プロでアジア王座獲得の世界金メダル坪井智也「自分のやるべきことを補っていけば世界は近い」

一夜明け会見に臨む坪井(撮影・江口和貴)

21年ボクシング世界選手権で日本人初の金メダルを獲得し、プロでWBOアジア・パシフィック・バンタム級王者となった坪井智也(29=帝拳)が9日、東京ドームで会見した。8日、東京・有明コロシアムで同王座決定戦に臨み、同級2位として同級1位バン・タオ・トラン(32=ベトナム)とベルトを懸けて拳を交え、大差判定勝ち。国内タイ記録となるプロ2戦目での地域タイトル奪取から一夜明けて会見に臨んだ坪井は「プロ2戦目でこういうチャンスをいただけたことに感謝します。自分なりに動画を見返して良いところ悪いところを見て書き出していました」と振り返った。

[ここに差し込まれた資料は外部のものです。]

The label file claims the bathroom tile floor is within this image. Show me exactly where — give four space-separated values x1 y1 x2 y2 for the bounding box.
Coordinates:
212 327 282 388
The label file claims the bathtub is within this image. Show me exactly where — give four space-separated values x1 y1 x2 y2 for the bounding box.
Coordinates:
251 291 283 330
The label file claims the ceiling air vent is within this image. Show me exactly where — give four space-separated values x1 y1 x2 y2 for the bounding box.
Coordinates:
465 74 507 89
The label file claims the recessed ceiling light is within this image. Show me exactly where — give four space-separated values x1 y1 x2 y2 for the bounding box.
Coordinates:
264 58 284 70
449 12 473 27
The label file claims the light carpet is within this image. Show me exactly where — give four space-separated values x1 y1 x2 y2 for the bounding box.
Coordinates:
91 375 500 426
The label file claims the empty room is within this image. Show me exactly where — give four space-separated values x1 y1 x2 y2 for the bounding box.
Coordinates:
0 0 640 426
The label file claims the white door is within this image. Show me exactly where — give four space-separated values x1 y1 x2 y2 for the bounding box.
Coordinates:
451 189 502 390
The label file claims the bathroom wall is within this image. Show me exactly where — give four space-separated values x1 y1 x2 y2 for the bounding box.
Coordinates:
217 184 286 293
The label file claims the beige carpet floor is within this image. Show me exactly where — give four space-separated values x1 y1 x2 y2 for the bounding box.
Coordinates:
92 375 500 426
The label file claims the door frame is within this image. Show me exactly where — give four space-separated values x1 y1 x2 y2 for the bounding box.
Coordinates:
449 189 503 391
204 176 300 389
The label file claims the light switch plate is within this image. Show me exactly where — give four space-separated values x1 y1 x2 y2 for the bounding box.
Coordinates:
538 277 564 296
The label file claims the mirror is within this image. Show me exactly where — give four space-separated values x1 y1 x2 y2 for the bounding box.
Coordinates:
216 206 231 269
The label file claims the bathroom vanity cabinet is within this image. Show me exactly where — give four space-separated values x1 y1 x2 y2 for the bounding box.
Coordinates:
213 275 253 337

既に収穫と反省は整理整頓されている。「冷静に試合運びができ、無理にいくことなくボクシングの変化をつけ、10回まで体力まったく問題なしで動き続けられたこと」を収穫とした上で課題もキッパリ。「悪い点はフィニッシュブロー。試合を終わらせるのは、あと1歩かな」と反省することも忘れなかった。

冷静な分析力はアマチュア時代から継続しているもので、金メダル獲得に導いた坪井の強みでもある。「結構、分析とか戦略とか立てるのが好きで。自分の強くなるための近道で大事なことだと思う」と笑顔。同門の先輩となる12年ロンドン・オリンピック男子ミドル級金メダルで元WBA世界ミドル級スーパー王者村田諒太氏にアドバイスをもらっているとし「村田さんはアマ、プロであこがれの方。良く相談させていただいている」と明かした。

地域王座を獲得したことで、日本プロボクシング協会の内規をクリアして国内での世界挑戦は可能となった。主戦場がスーパーフライ級となる坪井は「本当に自分のやるべきことを補っていけば世界は近いんじゃないかなと思う。良いところをもっと伸ばせるように頑張っていきたい」と口にした。

指導を担当する田中繊大トレーナーは「ペース配分できたのは良かった。坪井は相手をよく読むのが上手。よく見ていた。坪井は全部の相手パンチも見えていてやりずらさを感じているようには見えなかった。もっと無理して倒しにいっても良かったかなと思った。プロですから。プロ2戦目であのパフォーマンスを出せたのは良かった」と及第点を出していた。